Ella asiente pesarosa y yo le beso el dorso de la mano.

—Te veo en casa —digo, sin apartar los ojos de los suyos.

—Llévame contigo —pide, cuando estoy a punto de marcharme y una sonrisa suave se desliza en mis labios.

—Creí que ibas a irte de aquí con tus amigos —apunto y ella se encoge de hombros mientras sonríe.

—Estarán bien sin mí. Solo necesito avisarles. Y pagarle el taxi a Karla.

Sonrío.

—Si quiere irse ya, puede hacerlo con nosotros.

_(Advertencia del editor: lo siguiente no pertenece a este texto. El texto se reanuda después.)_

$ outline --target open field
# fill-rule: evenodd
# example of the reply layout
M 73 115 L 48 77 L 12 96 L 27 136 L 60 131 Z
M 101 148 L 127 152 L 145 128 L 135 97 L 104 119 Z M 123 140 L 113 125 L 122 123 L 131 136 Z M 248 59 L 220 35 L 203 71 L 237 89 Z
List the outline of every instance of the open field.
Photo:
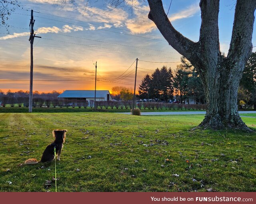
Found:
M 62 108 L 33 108 L 32 112 L 35 113 L 61 113 L 61 112 L 129 112 L 130 111 L 130 108 L 126 109 L 124 108 L 122 109 L 119 108 L 116 109 L 116 108 L 114 108 L 112 109 L 109 108 L 107 109 L 105 108 L 103 108 L 102 109 L 100 108 L 98 108 L 98 109 L 95 110 L 94 108 L 91 108 L 90 107 L 87 107 L 86 108 L 84 108 L 84 107 L 82 107 L 81 108 L 79 108 L 77 107 L 74 108 L 72 108 L 71 107 L 68 108 L 66 108 L 64 107 Z M 169 111 L 173 112 L 179 112 L 179 111 L 198 111 L 198 110 L 190 109 L 190 110 L 185 110 L 184 108 L 183 108 L 182 110 L 174 110 L 172 109 L 170 110 L 168 109 L 166 109 L 165 108 L 163 108 L 162 110 L 159 109 L 157 110 L 156 108 L 154 108 L 154 110 L 151 109 L 150 110 L 146 108 L 144 109 L 142 108 L 141 109 L 142 112 L 167 112 Z M 4 108 L 0 107 L 0 113 L 27 113 L 28 112 L 28 108 L 26 107 L 15 107 L 11 108 L 10 107 L 6 107 Z
M 40 160 L 57 128 L 68 130 L 58 191 L 256 191 L 256 133 L 189 130 L 203 117 L 0 114 L 0 191 L 55 190 L 54 162 L 18 164 Z
M 254 110 L 253 109 L 240 109 L 240 111 L 251 111 Z M 180 112 L 180 111 L 204 111 L 205 110 L 193 110 L 191 109 L 190 110 L 185 109 L 183 108 L 182 109 L 175 110 L 172 109 L 171 110 L 169 109 L 166 109 L 165 108 L 163 108 L 162 110 L 161 110 L 160 108 L 157 109 L 155 108 L 154 110 L 150 109 L 149 110 L 148 108 L 144 109 L 143 108 L 141 108 L 140 111 L 141 112 Z M 105 108 L 103 108 L 102 109 L 100 108 L 98 108 L 96 110 L 95 110 L 94 108 L 91 108 L 90 107 L 87 107 L 86 108 L 84 108 L 84 107 L 82 107 L 81 108 L 79 108 L 77 107 L 74 108 L 69 107 L 66 108 L 63 107 L 62 108 L 33 108 L 32 112 L 34 113 L 65 113 L 65 112 L 130 112 L 130 109 L 128 108 L 126 109 L 124 108 L 122 109 L 119 108 L 117 109 L 116 108 L 114 107 L 112 109 L 109 108 L 107 109 Z M 14 107 L 11 108 L 10 107 L 0 107 L 0 113 L 27 113 L 28 112 L 28 108 L 26 107 Z

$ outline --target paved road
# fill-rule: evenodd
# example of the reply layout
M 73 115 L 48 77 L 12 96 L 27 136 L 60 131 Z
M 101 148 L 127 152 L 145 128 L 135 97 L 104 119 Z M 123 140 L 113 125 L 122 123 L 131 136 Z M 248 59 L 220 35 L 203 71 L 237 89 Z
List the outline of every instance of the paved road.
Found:
M 183 111 L 182 112 L 142 112 L 142 116 L 150 116 L 154 115 L 192 115 L 194 114 L 205 114 L 205 111 Z M 130 113 L 120 113 L 123 114 L 130 114 Z M 242 113 L 256 113 L 256 111 L 239 111 L 240 114 Z M 246 117 L 255 118 L 253 116 L 244 116 Z

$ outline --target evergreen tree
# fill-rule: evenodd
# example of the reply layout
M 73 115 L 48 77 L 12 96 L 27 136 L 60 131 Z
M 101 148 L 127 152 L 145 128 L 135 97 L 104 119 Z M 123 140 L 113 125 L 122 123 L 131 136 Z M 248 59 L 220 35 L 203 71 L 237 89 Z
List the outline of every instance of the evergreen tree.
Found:
M 141 84 L 140 84 L 139 87 L 138 92 L 140 98 L 149 99 L 150 96 L 151 96 L 150 94 L 150 89 L 152 82 L 150 76 L 148 74 L 146 74 L 142 79 Z

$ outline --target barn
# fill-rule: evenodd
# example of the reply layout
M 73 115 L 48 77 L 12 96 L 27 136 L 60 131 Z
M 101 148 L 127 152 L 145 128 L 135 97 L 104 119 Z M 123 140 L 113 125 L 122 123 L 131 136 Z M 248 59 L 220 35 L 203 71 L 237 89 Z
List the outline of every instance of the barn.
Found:
M 62 99 L 64 104 L 72 105 L 82 103 L 86 100 L 94 100 L 94 90 L 66 90 L 58 98 Z M 108 90 L 96 90 L 96 101 L 112 100 Z

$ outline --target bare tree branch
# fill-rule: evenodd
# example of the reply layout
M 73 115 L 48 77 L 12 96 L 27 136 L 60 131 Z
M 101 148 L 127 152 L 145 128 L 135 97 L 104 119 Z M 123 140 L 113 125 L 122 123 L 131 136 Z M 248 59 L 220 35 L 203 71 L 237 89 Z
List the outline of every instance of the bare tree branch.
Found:
M 201 0 L 199 5 L 202 19 L 199 42 L 204 45 L 201 51 L 209 52 L 214 50 L 216 55 L 220 56 L 218 26 L 220 1 Z
M 189 60 L 196 43 L 175 30 L 164 12 L 161 0 L 148 0 L 148 2 L 150 9 L 148 18 L 155 23 L 169 44 Z

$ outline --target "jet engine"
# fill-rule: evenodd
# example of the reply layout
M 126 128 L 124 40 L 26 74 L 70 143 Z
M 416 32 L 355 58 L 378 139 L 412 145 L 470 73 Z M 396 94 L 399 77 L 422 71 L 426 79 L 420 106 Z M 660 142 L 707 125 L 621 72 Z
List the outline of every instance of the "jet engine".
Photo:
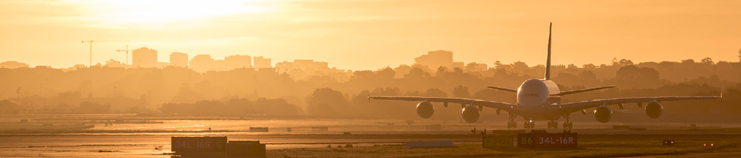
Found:
M 430 102 L 422 101 L 417 104 L 417 115 L 422 118 L 430 118 L 435 113 L 435 107 Z
M 612 109 L 610 107 L 602 105 L 594 110 L 594 118 L 599 122 L 607 122 L 612 119 Z
M 468 105 L 463 108 L 461 111 L 461 115 L 463 116 L 463 120 L 469 123 L 476 122 L 479 120 L 479 108 L 473 105 Z
M 646 116 L 651 119 L 659 118 L 664 113 L 664 106 L 656 101 L 648 102 L 645 107 Z

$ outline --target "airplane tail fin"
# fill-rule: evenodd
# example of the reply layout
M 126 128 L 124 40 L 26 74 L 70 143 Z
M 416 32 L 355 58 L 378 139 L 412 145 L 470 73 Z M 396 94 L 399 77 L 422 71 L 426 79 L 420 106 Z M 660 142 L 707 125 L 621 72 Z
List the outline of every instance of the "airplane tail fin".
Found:
M 551 80 L 551 32 L 554 23 L 548 23 L 548 56 L 545 62 L 545 80 Z

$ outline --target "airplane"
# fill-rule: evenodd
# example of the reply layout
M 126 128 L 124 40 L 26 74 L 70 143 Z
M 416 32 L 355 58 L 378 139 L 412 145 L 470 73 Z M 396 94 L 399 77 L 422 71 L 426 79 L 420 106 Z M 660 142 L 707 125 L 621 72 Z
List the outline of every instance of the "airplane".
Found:
M 605 88 L 614 88 L 615 86 L 599 87 L 585 88 L 580 90 L 560 91 L 555 82 L 551 80 L 551 37 L 553 23 L 548 26 L 548 57 L 545 65 L 545 77 L 541 79 L 531 79 L 525 80 L 516 90 L 488 86 L 489 88 L 505 90 L 517 93 L 516 103 L 499 102 L 488 100 L 466 99 L 466 98 L 444 98 L 444 97 L 425 97 L 425 96 L 370 96 L 370 99 L 380 100 L 404 100 L 420 102 L 416 105 L 416 113 L 420 117 L 428 119 L 432 116 L 435 111 L 434 106 L 431 102 L 443 102 L 445 107 L 448 107 L 448 103 L 461 104 L 461 115 L 467 122 L 473 123 L 476 122 L 480 116 L 479 111 L 484 107 L 491 108 L 496 110 L 496 114 L 499 114 L 501 111 L 509 113 L 509 122 L 507 124 L 508 128 L 516 128 L 517 122 L 514 119 L 519 116 L 525 120 L 523 126 L 525 128 L 535 128 L 535 120 L 548 120 L 548 128 L 558 128 L 558 122 L 556 122 L 560 118 L 565 119 L 563 122 L 563 128 L 573 128 L 574 123 L 570 122 L 571 113 L 581 111 L 582 114 L 586 114 L 586 109 L 597 108 L 594 110 L 594 116 L 599 122 L 608 122 L 612 118 L 612 109 L 609 105 L 618 105 L 620 109 L 623 108 L 625 103 L 635 102 L 638 107 L 643 105 L 642 102 L 648 102 L 644 111 L 645 114 L 652 119 L 659 118 L 663 113 L 664 108 L 662 105 L 663 101 L 676 100 L 694 100 L 694 99 L 714 99 L 722 98 L 720 96 L 646 96 L 633 98 L 613 98 L 605 99 L 594 99 L 583 102 L 561 103 L 561 96 L 586 91 L 601 90 Z

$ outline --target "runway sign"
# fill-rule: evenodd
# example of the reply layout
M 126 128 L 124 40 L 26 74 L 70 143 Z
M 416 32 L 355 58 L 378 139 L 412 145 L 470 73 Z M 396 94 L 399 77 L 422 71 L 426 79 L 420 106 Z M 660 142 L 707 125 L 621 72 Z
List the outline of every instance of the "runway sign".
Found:
M 175 137 L 171 139 L 172 151 L 183 153 L 226 152 L 226 136 Z
M 576 134 L 518 134 L 519 148 L 576 148 Z
M 514 145 L 511 136 L 484 136 L 482 141 L 484 148 L 512 147 Z

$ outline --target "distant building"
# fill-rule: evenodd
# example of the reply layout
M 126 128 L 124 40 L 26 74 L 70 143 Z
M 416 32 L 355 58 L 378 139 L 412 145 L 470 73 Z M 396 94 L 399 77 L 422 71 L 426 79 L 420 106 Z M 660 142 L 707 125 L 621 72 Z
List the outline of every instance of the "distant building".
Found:
M 187 54 L 180 52 L 173 52 L 170 54 L 170 65 L 187 68 Z
M 207 54 L 199 54 L 190 59 L 190 68 L 196 72 L 205 73 L 213 70 L 213 59 Z
M 213 60 L 213 64 L 211 65 L 211 70 L 216 71 L 225 71 L 229 70 L 229 68 L 227 66 L 227 62 L 224 60 Z
M 234 55 L 224 58 L 228 70 L 252 67 L 252 56 Z
M 285 70 L 301 69 L 306 73 L 329 69 L 327 62 L 314 62 L 314 60 L 293 60 L 293 62 L 282 62 L 276 63 L 276 68 Z
M 26 63 L 19 62 L 15 61 L 4 62 L 0 63 L 0 68 L 29 68 L 29 66 Z
M 138 68 L 157 68 L 159 63 L 157 62 L 157 50 L 147 47 L 140 47 L 132 50 L 133 67 Z
M 430 69 L 437 69 L 441 66 L 451 68 L 453 67 L 463 67 L 463 63 L 453 62 L 453 52 L 445 50 L 428 51 L 427 54 L 422 55 L 414 59 L 414 65 L 428 66 Z
M 272 62 L 269 58 L 262 58 L 262 56 L 255 56 L 253 58 L 255 62 L 255 68 L 273 68 Z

La dejamos en su casa —resuelvo—. Si quiere quedarse, puedo pedirle un Uber o, si te parece demasiado peligroso, puedo llamar a uno de los choferes de confianza del despacho para que venga a recogerla y a llevarla a casa.

—Bruno...

—Ni siquiera empieces a quejarte, Andrea Roldán —advierto, pero sueno juguetón mientras hablo—. Te lo debo. Por ser un imbécil.

Esboza una sonrisa dulce.

—Vamos —digo, cuando doy por ganada la discusión, y entrelazo nuestros dedos para encaminarnos hacia la mesa, donde nuestras pertenencias —y la amiga de Andrea— se encuentran.